Entscheidungsdatum
08.03.2022Norm
GewO 1994 §363Text
IM NAMEN DER REPUBLIK
Das Landesverwaltungsgericht Niederösterreich erkennt durch MMag. Dr. Michaela Lütte-Mersch als Einzelrichterin über die Beschwerde des A, vertreten durch Rechtsanwalt C, ***, ***, gegen den Bescheid der Bezirkshauptmannschaft Tulln vom 21. Juli 2021, Zl. ***, betreffend 1. Wiederaufnahme und 2. Feststellung des Nichtvorliegens der Voraussetzungen für die Ausübung des Gewerbes Baumeister und Untersagung der Ausübung dieses Gewerbes nach der Gewerbeordnung 1994 (GewO), nach öffentlicher mündlicher Verhandlung zu Recht:
1. Der Beschwerde wird gemäß § 28 Abs. 1 des Verwaltungsgerichtsverfahrensgesetzes (VwGVG) stattgegeben und der angefochtene Bescheid ersatzlos behoben.

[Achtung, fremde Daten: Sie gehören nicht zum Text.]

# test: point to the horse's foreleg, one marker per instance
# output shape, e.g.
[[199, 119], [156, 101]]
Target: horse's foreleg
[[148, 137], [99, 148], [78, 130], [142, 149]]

2. Gegen dieses Erkenntnis ist eine Revision gemäß § 25a des Verwaltungsgerichtshofgesetzes 1985 (VwGG) in Verbindung mit
Art. 133 Abs. 4 des Bundes-Verfassungsgesetzes (B-VG) nicht zulässig.
Entscheidungsgründe:
1. Feststellungen und wesentlicher Verfahrensgang:
1.1. Mit Schreiben vom 04. Dezember 2020 meldete die B OG, dessen unbeschränkt haftender Gesellschafter (insbesondere) A (in der Folge: Beschwerdeführer) gewesen ist, das Gewerbe „Baumeister“ bei der Bezirkshauptmannshaft Tulln (in der Folge: belangte Behörde) an.
1.2. Mit Bescheid der belangten Behörde vom 14. Dezember 2020, Zl. ***, wurde gemäß §§ 9 Abs. 1, 39 Abs. 2 Z 1 und Abs. 4, 95 Abs. 1 und 2, 340 Abs. 2 und 341 der Gewerbeordnung 1994 (GewO) festgestellt, dass die gesetzlichen Voraussetzungen für die Ausübung des Gewerbes „Baumeister“ durch die B OG im Standort ***, ***, vorliegen und die Bestellung des Beschwerdeführers zum gewerberechtlichen Geschäftsführer für die Ausübung dieses Gewerbes genehmigt.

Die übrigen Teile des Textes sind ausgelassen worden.